Phuoc Le, MD, MPH, was born a year after the Vietnam War ended and was five when he and his family fled Vietnam by boat to seek asylum in Hong Kong. At a refugee camp there, he had his first contact with a functional public health system and, within days, was cured of the parasitic disease that had made him ill since he was a toddler. Later, as an undergraduate at Dartmouth College in Hanover, N.H., he realized he had been one of the health disparity victims described by medical anthropologist Paul E. Farmer, PhD, MD, in his books.
“For the vast majority of people, it doesn’t turn out the way it did for me,” says Dr. Le. “As much as I’ve been blessed with, what I expect of myself is to focus on health disparities and have it be my life’s work.”
Dr. Le’s personal mission led him to co-found the Global Health Core within the division of hospital medicine at the University of California San Francisco, which aims to train hospitalists to work in resource-poor settings. The program recently was honored with the 2015 SHM Award for Excellence in Humanitarian Service.

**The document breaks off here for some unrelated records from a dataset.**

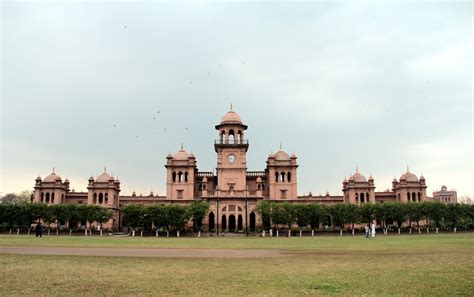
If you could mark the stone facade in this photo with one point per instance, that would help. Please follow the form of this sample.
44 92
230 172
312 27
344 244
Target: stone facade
232 192
445 196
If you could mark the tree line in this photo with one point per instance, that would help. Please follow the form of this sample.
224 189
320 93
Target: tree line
23 215
170 217
347 216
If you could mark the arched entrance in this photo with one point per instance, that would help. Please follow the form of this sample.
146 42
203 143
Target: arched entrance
211 221
252 221
224 222
231 223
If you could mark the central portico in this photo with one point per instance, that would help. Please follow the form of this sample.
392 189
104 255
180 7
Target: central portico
231 148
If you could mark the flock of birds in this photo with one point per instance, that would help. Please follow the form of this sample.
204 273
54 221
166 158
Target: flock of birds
156 116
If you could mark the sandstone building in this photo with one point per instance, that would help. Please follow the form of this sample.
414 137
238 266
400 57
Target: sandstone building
232 192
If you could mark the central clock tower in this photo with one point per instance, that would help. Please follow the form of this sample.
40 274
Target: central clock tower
231 148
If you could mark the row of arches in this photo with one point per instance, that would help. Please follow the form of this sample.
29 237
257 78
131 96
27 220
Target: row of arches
282 177
102 198
362 198
231 137
414 197
180 177
49 197
411 197
231 222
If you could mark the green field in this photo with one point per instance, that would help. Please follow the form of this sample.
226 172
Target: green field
394 265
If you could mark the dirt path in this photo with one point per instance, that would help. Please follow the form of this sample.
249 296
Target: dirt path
131 252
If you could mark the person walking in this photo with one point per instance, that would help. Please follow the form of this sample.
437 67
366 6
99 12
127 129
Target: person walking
39 230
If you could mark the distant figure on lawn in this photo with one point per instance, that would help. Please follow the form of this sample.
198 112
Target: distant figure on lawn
39 230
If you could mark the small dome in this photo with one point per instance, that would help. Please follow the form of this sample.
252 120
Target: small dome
409 177
231 118
357 177
52 178
104 178
181 155
282 156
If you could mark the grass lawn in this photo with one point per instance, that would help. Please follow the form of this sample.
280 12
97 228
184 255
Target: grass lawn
394 265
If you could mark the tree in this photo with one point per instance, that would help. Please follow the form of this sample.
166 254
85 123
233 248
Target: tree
197 211
10 198
263 209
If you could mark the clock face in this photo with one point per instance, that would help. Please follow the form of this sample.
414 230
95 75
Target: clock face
231 158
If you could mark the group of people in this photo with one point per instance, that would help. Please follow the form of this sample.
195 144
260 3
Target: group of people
370 231
39 230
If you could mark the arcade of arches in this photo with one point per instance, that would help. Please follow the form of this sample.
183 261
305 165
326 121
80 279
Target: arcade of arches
231 190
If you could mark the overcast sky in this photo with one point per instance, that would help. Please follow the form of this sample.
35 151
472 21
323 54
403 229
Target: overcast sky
378 86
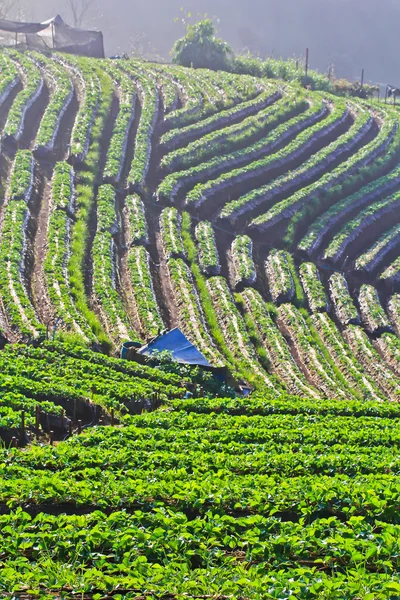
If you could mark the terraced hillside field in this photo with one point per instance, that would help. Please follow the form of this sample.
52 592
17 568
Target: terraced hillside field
262 219
256 215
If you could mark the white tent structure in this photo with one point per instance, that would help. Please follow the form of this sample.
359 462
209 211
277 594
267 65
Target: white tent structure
53 34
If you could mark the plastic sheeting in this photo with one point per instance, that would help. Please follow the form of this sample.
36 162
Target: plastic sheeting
176 342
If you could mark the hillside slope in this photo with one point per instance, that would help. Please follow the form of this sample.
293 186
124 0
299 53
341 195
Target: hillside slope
139 197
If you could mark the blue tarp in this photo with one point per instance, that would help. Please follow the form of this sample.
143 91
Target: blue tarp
182 350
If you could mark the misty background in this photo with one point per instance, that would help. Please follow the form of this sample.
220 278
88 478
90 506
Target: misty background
350 34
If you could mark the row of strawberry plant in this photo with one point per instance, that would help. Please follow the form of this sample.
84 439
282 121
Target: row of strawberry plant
242 263
366 354
242 163
315 365
135 543
171 232
86 180
192 100
164 81
393 308
362 385
45 376
10 77
322 161
190 314
150 102
392 273
55 353
231 137
388 346
22 177
62 210
236 335
311 168
115 158
315 131
375 158
366 219
225 118
14 294
61 94
372 258
150 320
313 287
279 276
105 269
135 214
210 92
208 252
32 88
281 361
340 211
342 302
90 90
373 316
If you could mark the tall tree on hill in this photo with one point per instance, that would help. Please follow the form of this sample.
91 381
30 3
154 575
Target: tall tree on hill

Dr. Le, assistant professor of medicine and pediatrics at the University of California San Francisco (UCSF), where he co-directs the Global Health-Hospital Medicine Fellowship, recently spoke with The Hospitalist about his work.
Question: What was your first trip as a physician abroad like?
Answer: I was a resident at Harvard [University in Cambridge, Mass.] in 2007 when I went to Haiti with Paul Farmer and a few other residents involved in the [nonprofit] Partners in Health. I’ll never forget that the trip from Port-au-Prince to the hospital was only about 120 miles, and it took eight hours in a four-wheel drive vehicle to get there. They didn’t want us residents to suffer that trip, so they got a bunch of volunteer pilots to fly us in a single-engine plane, which took about 20 minutes.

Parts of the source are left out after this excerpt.